As Nyoda and Migwan went home from the Landsdownes they passed a telegraph pole in the road on which a man was working. Silhouetted against the sky as he was they could see his actions clearly. He was holding something to his ear which looked like a receiver, and with the other hand he was writing something down in a little book. Migwan looked at him curiously; then she started. “Nyoda,” she said, in a whisper, “that is the same man who used our telephone. That is Dante Venoti himself.” As if conscious that they were looking at him, the man on the pole put down the pencil, and drawing his cap, which had a large visor, down over his face, he bent his head so they could not get another look at his features. “That’s the man, all right,” said Migwan. “What do you suppose he is doing?”

“It looks,” said Nyoda, judicially, “as if he were tapping the wires for messages that are expected to pass at this time. Possibly you did not notice it, but I began to look at that man as soon as we stepped into the road from Landsdowne’s, and I saw him look at his watch and then hastily put the receiver to his ear.”

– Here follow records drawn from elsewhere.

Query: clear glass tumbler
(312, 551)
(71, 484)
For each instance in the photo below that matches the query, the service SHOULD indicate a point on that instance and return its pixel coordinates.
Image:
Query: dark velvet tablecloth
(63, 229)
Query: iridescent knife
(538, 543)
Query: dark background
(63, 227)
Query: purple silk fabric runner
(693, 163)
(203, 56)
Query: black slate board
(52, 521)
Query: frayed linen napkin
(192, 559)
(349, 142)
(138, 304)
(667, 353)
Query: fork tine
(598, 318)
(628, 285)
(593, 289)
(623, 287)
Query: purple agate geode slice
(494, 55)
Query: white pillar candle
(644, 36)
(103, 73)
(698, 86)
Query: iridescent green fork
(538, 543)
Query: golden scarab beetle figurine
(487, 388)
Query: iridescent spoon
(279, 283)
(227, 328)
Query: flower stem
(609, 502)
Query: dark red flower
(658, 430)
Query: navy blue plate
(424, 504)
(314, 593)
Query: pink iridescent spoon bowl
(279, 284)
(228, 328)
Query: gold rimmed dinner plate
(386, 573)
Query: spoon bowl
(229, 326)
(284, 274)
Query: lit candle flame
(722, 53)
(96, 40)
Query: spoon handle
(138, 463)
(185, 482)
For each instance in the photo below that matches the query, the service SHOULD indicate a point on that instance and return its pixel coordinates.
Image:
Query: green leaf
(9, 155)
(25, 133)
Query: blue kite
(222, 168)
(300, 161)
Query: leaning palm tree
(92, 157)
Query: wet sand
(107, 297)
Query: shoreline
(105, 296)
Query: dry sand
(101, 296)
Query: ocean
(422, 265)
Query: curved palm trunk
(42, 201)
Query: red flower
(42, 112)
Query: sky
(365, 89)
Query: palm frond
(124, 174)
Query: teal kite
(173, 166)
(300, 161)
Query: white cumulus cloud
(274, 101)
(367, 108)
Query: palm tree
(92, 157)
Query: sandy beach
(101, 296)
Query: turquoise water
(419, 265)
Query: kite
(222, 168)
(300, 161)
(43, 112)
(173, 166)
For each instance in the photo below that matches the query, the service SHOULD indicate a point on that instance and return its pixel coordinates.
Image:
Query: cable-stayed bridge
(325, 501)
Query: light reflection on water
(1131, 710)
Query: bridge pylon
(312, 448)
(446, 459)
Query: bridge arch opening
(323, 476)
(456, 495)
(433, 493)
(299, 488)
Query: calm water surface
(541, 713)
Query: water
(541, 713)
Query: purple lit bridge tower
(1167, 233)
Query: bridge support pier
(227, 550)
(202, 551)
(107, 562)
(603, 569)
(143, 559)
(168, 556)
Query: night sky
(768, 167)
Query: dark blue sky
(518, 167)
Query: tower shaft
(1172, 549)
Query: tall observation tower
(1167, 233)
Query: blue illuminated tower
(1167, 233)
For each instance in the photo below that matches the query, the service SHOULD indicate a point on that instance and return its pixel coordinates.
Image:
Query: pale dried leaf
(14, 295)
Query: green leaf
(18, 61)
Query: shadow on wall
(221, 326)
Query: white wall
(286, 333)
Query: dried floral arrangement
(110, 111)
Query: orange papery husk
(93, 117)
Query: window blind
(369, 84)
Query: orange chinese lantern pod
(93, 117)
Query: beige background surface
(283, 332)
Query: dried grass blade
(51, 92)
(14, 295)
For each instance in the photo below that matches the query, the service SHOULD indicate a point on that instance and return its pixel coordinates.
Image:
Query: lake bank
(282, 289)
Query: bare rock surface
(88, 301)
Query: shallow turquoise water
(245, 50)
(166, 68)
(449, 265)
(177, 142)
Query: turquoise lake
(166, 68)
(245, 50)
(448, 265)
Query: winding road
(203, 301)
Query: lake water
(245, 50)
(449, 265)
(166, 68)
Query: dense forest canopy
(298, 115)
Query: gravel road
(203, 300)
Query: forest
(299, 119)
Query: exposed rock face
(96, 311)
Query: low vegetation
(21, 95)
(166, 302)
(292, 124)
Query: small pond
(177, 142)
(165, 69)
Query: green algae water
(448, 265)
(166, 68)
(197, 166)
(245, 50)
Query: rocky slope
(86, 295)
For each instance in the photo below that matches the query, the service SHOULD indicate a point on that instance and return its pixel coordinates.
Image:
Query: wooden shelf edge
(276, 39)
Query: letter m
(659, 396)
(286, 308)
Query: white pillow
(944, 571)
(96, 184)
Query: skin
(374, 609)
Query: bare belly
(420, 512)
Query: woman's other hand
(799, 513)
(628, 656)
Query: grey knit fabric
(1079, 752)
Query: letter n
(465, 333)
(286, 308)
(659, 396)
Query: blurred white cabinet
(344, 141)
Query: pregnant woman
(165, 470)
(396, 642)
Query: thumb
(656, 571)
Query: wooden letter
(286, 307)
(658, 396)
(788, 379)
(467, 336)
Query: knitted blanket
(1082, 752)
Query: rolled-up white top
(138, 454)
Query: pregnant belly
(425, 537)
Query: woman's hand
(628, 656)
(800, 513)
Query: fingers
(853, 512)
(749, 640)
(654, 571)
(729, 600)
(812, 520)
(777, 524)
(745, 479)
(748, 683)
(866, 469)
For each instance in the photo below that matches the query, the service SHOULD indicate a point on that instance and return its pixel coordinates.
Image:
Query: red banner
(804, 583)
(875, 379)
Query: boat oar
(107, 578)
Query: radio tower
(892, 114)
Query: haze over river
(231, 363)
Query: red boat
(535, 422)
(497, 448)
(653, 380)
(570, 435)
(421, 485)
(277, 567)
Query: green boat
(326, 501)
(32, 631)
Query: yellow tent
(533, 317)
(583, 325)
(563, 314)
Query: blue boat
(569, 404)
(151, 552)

“Oh, I hope the police from town will come soon,” said Migwan, hopping nervously up and down in the road.

“Until they do come we had better keep a close watch on what goes on around here,” said Nyoda. Accordingly the Winnebagos formed themselves into a complete spy system. Migwan and Gladys and Betty and Tom took baskets and picked the raspberries that grew along the road as an excuse for watching the road and the front of the house, while Nyoda and Sahwah and Hinpoha took the raft and patrolled the river. As the girls in the road watched, the man climbed down from the pole, walked leisurely past them, went up the path to the empty house and seated himself calmly on the front steps, fanning himself with his hat, apparently an innocent line man taking a rest from the hot sun at the top of his pole.

“He’s afraid to go in with us watching him,” whispered Migwan. Just then a large automobile whirled by, stirring up clouds of dust, which temporarily blinded the girls. When they looked again toward the house the “line man” had vanished from the steps. “He’s gone inside!” said Migwan, when they saw without a doubt that he was nowhere in sight outdoors.

Meanwhile the girls on the raft, who had been keeping a sharp lookout down-stream with a pair of opera glasses, saw something approaching in the distance which arrested their attention. For a long time they could not make out what it was—it looked like a shapeless black mass. Then as they drew nearer they saw what was coming, and an exclamation of surprise burst from each one. It was a structure like a portable garage on a raft, towed by a launch. As it drew nearer still they could make out with the opera glasses that the person at the wheel was a woman, and that woman was Bella Venoti.

The hasty arrival of an automobile full of armed men who jumped out in front of the “vacant” house frightened the girls in the road nearly out of their wits, until they realized that these were the plain clothes men from town. After sizing up the house from the outside the men went up the path to the porch. The girls were watching them with a fascinated gaze, and no one saw the second automobile that was coming up the road far in the distance. One of the plain clothes men, who seemed to be the leader of the group, rapped sharply on the door of the house. There was no answer. He rapped again. This time the door was flung wide open from the inside. The girls could see that the man in the doorway was Dante Venoti. The officer of the law stepped forward. “Your little game is up, Dante Venoti,” he said, quietly, “and you are under arrest.”